5.0 out of 5 stars
5 Stars with caveats......., Oct 10 2000
Its hard to tell from the title of this book who will benefit from reading it but from a practical standpoint, C++ library designers and those with an interest in the "bleeding edge" of software engineering should find it very enlightening. The primary focus of this book is speeding up the lifecycle of program design by utilizing "Generative Programming". GP is a fancy name for programming using domain specific notations and generating highly optimized code without burdening the application programmer with low level details of domain libraries.
Chapter 1 "What is this book about?" - The authors describe GP. Short and sweet.....
Chapter 2 "Domain Engineering" - A rather dry, pedantic review of current Domain Engineering methods. This chapter reads like a PHD lit review. Boring....
Chapter 3 "Domain Engineering and OO Analysis and Design" - Why OO Analysis isn't appropriate for designing reusable libraries and analysis methods that are more suitable for the task. Quick and painless....
Chapter 4 "Feature Modeling" - One of the high points of the book. For those of you who have been stymied by the inflexibility of UML, the authors introduce the technique of "feature diagrams" which allow library designers to defer decisions like inheritance vs. aggregation until later in the design. Potentially very useful.
Chapter 5 "The Process of GP" - Describes how GP should work in an ideal world (which unfortunately doesn't exist yet). A bit too abstract.....
Chapter 6 "Generic Programming" - Describes type based programming (i.e. C++ templates) and various languages support for Generic Programming. Java programmers won't like this one!
Chapter 7 "Component-Oriented Template-Based C++ Programming Techniques" - The title pretty much says it all. Good introduction to C++ templates.
Chapter 8 "Aspect-Oriented Programming" - Aspects are portions of code that have little to do with the actual intent of the code. Examples are synchronization and error handling. This chapter describes how messy aspects can make code and how to separate aspects from core functionality. Good stuff....
Chapter 9 "Generators" - Describes how ideal code Generators should work. Good introduction to the topic.
Chapter 10 "Static Metaprogramming in C++" - For me this is the high point of the book. Compile time control structures such as IF<>, SWITCH<>, DO<> and WHILE<> are introduced. These can be used to generate configurable types as shown in later chapters. These structures are difficult to debug but if used conservatively are very powerful!
Chapter 11 "Intentional Programming" - A description of Microsoft's Intentional Programming environment. IP is the ideal GP development environment that allows library designers to enhance the main IDE with domain specific libraries. Developers interact directly with the source parse trees that are rendered to the IDE in a domain specific manner. The description is interesting but the IP Software is potential Vaporware and I'm kinda sick of reading about MS development tools that will change the world (C# anyone????)
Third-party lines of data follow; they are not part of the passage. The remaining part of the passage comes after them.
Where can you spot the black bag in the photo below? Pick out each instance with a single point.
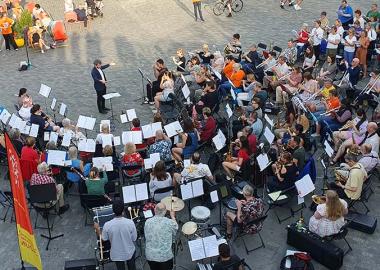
(326, 253)
(361, 222)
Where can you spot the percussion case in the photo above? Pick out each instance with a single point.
(361, 222)
(83, 264)
(326, 253)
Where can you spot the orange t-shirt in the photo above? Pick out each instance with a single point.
(333, 103)
(237, 77)
(6, 25)
(228, 69)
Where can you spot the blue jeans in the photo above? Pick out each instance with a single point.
(348, 56)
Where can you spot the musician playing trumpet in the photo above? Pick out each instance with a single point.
(292, 80)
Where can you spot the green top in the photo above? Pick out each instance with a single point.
(96, 187)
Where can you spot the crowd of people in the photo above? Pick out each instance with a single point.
(312, 103)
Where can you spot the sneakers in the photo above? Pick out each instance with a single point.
(63, 209)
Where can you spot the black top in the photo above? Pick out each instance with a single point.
(231, 264)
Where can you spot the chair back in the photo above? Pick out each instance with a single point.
(42, 193)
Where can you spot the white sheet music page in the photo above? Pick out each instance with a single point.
(141, 192)
(211, 246)
(62, 109)
(197, 188)
(131, 114)
(44, 90)
(186, 191)
(304, 186)
(197, 251)
(268, 135)
(129, 194)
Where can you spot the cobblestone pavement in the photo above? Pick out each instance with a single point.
(134, 34)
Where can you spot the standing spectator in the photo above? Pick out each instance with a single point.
(198, 9)
(6, 29)
(160, 233)
(122, 234)
(345, 14)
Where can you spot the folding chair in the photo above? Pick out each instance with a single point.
(43, 199)
(241, 233)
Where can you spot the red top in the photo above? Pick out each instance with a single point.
(243, 154)
(28, 153)
(252, 143)
(208, 129)
(138, 146)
Chapter 12-14 - The final chapters describe how to build template class generators that allow the application programming to specify functionality as a template parameter and the generator will build the type. It's as close to GP as we can get today. A list container class, bank account class and a highly optimized matrix library are designed using the GP methodology. It's nice to see the authors actually practicing what they preach.
Aside from the overly academic feel to the book and touting Microsoft fantasy-ware (which may become available... who knows?) this book offers much food for thought for system designers and C++ library implementers. The template tricks described are difficult to debug but with a little luck future compilers will provide better support for this style of compile time design. I look forward to the 2nd or 3rd edition of this book when this stuff matures.